Macron muss diesen Deal eingehen, weil er im Parlament keine eigene Mehrheit besitzt und bisher nur mit dem Notstandsparagraphen 49.3 der Verfassung wesentliche Gesetze wie den Haushalt über die Ziellinie brachte. Die französische Linke befindet sich nach ihrem Sieg bei den Parlamentswahlen im vergangenen Sommer nicht in der Verfassung, dem etwas entgegenzusetzen.

Entweder finden die eigenen Misstrauensanträge bei den Nationalen-Sozialen vom Rassemblement National (RN) hinter Marine Le Pen keine Unterstützung, oder deren Misstrauensanträge können wegen der darin eigebauten fremdenfeindlichen »Nationalen Präferenz« von der Linken nicht mitgetragen werden.

Darüber ist es nun mehr und mehr zum Streit gekommen, der als ideologischer Selbstfindungsprozess sowohl des gesamten Oppositionsbündnisses NUPES (neue soziale und ökologische Volks-Union) als auch innerhalb der sie konstituierenden Parteien eskaliert.


Das unbeugsame Frankreich (LFI)

Nach der Verurteilung von Adrien Quatennens, der bisherigen rechten Hand von Jean-Luc Mélenchon, wegen ehelicher Gewalt und dem Ausschluss anderer »historischer« Führungsgestalten (die Abgeordneten der »alten Garde« Clementine Autain, Alexis Corbière, Raquel Garrido) aus dem neuen Leitungsgremium, fordern nun umgekehrt immer mehr Militante der Bewegung, den früheren Kronensohn Mélenchons dauerhaft aus der Fraktion auszuschließen. 20 der 800 LFI-Aktionszellen sind dafür in den »Streik« getreten. Der Abgeordnete, der für vier Monate aus der Fraktion ausgeschlossen wurde mit der »Gelegenheit, sich in feministischen Organisationen einem Praktikum zur Verantwortlichkeit zu unterziehen«, verstoße gegen das Programm, das sich dem Kampf gegen Sexismus und sexuelle Gewalt verpflichtet habe.

Im Kern verbirgt sich in diesem Streit eine Konfrontation zwischen der Partei in der Nationalversammlung, wo La France insoumise neben den anderen NUPES-Partnerorganisationen die stärkste Fraktion stellt, und der ursprünglichen Sammlungsbewegung LFI, wie sie von Mélenchon aufgebaut wurde. Mehr als 50% der Mitglieder des Leitungsgremiums, das von einem nicht durch eine Satzung legitimierten Kreis von 160 Aktivist*innen gewählt wurde, sind neu.

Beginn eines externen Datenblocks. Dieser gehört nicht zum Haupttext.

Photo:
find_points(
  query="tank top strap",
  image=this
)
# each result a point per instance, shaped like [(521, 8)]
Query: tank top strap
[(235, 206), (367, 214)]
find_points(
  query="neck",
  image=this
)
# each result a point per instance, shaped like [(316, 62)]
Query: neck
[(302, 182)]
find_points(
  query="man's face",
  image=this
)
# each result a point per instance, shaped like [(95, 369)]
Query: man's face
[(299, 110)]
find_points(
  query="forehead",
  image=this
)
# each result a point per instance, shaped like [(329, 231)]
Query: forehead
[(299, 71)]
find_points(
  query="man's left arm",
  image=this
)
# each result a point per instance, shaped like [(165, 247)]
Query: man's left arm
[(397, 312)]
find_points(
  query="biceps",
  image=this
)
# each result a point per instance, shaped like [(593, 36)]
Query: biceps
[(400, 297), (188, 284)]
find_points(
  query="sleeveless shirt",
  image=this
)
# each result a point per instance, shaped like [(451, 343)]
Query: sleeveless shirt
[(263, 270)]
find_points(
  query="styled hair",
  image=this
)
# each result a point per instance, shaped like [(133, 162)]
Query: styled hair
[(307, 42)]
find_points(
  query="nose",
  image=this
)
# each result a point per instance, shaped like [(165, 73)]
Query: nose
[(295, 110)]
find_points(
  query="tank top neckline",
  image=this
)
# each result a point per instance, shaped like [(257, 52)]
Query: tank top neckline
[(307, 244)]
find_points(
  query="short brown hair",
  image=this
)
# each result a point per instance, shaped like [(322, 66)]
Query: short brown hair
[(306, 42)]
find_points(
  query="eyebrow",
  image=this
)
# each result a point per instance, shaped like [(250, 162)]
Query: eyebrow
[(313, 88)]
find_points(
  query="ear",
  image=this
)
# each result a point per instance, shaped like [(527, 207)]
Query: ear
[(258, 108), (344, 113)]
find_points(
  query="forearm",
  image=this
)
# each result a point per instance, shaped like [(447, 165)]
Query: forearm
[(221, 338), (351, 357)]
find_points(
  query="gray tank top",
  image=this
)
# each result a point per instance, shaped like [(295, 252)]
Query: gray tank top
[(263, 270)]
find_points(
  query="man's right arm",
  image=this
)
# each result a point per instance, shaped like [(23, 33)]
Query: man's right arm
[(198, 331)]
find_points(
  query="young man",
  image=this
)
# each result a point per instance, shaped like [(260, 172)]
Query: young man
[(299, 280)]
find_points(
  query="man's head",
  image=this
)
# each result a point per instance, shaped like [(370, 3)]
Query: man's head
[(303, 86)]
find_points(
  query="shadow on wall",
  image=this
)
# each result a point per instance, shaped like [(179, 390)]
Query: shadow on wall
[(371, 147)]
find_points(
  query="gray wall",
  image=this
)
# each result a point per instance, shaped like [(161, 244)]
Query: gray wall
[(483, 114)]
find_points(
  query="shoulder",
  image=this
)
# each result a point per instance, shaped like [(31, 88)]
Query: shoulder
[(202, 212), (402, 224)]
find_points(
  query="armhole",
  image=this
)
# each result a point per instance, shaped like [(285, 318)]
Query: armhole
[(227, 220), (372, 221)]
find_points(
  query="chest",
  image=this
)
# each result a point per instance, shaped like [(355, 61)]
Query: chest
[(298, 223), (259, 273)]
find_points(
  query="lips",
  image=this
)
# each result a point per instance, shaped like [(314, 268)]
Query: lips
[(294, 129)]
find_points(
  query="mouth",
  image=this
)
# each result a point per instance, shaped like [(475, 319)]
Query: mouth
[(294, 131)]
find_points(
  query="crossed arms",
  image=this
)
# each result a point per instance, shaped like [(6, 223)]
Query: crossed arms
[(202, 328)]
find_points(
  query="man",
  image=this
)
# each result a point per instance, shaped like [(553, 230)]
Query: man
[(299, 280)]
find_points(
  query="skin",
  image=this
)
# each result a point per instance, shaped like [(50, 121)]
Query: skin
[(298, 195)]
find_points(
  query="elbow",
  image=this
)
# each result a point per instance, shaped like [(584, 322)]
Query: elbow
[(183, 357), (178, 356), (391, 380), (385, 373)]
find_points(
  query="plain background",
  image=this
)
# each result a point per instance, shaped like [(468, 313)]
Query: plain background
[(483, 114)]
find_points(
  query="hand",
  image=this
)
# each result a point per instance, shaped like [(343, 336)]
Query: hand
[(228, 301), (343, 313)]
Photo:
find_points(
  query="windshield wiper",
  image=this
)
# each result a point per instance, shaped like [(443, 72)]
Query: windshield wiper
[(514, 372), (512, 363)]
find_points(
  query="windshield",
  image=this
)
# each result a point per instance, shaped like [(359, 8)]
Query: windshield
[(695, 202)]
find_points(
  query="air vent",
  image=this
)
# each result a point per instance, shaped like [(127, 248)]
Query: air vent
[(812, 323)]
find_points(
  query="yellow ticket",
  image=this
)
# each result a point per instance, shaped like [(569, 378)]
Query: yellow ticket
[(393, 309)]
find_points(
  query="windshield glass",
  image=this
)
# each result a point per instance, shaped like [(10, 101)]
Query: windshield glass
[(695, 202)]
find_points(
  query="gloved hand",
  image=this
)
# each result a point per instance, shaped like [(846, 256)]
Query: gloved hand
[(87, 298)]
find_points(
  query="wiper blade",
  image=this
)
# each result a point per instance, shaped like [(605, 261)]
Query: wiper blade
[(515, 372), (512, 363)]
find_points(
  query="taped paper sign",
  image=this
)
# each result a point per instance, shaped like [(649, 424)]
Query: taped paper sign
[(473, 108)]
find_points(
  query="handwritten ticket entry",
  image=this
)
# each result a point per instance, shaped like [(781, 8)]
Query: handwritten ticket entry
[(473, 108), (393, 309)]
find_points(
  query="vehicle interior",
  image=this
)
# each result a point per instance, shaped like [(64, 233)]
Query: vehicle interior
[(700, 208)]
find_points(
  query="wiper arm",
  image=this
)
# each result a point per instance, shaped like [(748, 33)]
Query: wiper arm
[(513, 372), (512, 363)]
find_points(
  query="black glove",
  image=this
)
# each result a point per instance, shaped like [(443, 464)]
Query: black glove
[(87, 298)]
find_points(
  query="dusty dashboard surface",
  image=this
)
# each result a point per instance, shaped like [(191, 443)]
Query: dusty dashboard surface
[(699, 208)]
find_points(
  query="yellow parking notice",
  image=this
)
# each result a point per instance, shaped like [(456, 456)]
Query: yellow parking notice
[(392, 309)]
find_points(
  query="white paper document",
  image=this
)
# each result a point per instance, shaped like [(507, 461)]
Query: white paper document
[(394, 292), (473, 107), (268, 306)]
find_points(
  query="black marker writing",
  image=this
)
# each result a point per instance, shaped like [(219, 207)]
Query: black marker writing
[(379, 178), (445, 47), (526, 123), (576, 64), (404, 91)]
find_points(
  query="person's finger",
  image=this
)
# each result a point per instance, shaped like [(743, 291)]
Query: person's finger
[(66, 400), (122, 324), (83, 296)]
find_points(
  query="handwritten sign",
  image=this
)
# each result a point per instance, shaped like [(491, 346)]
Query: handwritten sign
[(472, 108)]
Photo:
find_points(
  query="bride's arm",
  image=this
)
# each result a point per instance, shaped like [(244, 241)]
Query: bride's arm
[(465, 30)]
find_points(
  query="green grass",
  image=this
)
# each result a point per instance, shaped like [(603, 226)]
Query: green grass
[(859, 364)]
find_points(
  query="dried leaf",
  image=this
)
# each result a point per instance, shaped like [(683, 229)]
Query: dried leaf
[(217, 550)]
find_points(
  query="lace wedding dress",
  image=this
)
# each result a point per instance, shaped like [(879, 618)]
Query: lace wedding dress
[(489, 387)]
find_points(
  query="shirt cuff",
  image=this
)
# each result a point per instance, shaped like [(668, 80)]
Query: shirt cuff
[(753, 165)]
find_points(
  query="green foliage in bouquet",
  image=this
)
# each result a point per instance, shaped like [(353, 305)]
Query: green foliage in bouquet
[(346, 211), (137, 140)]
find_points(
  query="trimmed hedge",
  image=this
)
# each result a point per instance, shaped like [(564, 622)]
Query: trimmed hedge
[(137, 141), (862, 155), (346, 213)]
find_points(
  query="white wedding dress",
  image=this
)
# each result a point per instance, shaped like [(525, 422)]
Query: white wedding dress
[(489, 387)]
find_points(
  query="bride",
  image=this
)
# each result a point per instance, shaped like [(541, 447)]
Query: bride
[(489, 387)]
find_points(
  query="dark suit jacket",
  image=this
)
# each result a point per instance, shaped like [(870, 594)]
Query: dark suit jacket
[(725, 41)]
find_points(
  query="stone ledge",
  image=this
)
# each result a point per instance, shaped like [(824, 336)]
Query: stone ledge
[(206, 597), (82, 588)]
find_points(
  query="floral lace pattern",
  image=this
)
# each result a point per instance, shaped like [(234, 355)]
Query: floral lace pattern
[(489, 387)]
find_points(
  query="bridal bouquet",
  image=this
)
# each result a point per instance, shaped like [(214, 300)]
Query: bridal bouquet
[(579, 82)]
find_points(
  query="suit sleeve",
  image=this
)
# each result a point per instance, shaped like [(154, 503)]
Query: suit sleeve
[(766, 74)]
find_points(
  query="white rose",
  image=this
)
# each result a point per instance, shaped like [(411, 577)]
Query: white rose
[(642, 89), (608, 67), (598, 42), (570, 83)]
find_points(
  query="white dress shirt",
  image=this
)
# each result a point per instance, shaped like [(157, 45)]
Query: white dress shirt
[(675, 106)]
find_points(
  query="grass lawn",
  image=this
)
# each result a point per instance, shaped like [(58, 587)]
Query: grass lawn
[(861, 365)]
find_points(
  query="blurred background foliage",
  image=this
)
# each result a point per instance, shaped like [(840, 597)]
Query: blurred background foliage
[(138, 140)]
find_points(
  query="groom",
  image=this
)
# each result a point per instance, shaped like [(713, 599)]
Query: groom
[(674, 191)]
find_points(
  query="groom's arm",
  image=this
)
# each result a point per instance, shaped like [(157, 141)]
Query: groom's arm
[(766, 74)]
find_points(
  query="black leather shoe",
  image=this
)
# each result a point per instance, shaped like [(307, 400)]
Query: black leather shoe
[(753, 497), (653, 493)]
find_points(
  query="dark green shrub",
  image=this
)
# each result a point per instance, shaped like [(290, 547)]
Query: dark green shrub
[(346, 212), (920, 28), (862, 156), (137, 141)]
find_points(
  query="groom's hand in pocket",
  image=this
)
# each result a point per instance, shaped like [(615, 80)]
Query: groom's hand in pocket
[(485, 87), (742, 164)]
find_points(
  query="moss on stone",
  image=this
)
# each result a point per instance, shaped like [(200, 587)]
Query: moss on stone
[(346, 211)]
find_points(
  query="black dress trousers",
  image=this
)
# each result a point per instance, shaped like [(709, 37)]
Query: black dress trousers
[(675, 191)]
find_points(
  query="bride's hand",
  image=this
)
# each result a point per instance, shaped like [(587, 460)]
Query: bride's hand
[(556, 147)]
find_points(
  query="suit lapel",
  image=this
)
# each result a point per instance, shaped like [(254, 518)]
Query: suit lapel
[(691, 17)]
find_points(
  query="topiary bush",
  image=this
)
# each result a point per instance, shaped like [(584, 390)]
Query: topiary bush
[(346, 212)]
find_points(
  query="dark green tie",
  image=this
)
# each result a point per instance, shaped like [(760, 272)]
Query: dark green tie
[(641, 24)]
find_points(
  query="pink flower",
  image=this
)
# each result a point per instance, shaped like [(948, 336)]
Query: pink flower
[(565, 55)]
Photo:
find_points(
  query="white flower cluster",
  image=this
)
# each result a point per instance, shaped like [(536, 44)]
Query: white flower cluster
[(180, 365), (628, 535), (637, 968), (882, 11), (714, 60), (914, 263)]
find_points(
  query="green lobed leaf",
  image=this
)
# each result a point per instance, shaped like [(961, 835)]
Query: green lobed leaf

In der Fraktion selbst gibt es Streit zwischen Autain, die sich als »Ökosozialistin« versteht und Francois Ruffin (ebenfalls Mitglied der Nationalversammlung), der sich selbst als »sozial und demokratisch« bezeichnet. Autain bezeichnet die »Kooptation von Höflingen« im neuen Koordinationskreis von LFI um Manuel Bompard als Methode, »Kritik zum Schweigen zu bringen«.

Die Partei, die keine sein will und keine formelle Mitgliedschaft kennt, will sich institutionalisieren, indem sie in Départements, in denen die Linke das Mandat knapp verfehlt hat, Parteilokale eröffnet und eine nationale und lokale Kassenführung auf Spendenbasis einführt. Für künftige Kader soll es einen einjährigen Bildungskurs beim Institut La Boetie geben, das von Mélenchon zusammen mit der Abgeordneten Clémence Guetté geleitet werden soll.

LFI will sich in den Basisstrukturen der ökologischen Jugendbewegungen vernetzen und mit spektakulären Aktionen Aufmerksamkeit generieren. Die Militanten (aktive Mitglieder) der anderen NUPES-Partnerorganisationen sollen einbezogen werden, um an der Basis zu einer Amalgamierung zu kommen.

Der Abgeordnete Gabriel Amard mahnte, die nächste Sitzung der Parteileitung sei im Juni, bis dahin werde der Koordinierungskreis arbeiten und die Fraktion solle gemäß den parlamentarischen Modalitäten arbeiten. Autain mahnt zwar ebenfalls zur Geschlossenheit angesichts der Gefahr durch die extreme Rechte und der Auseinandersetzungen in den anderen linken Parteien und der Parteitage von PS und PCF über ihr Verhältnis zu NUPES, doch geht der Streit weiter.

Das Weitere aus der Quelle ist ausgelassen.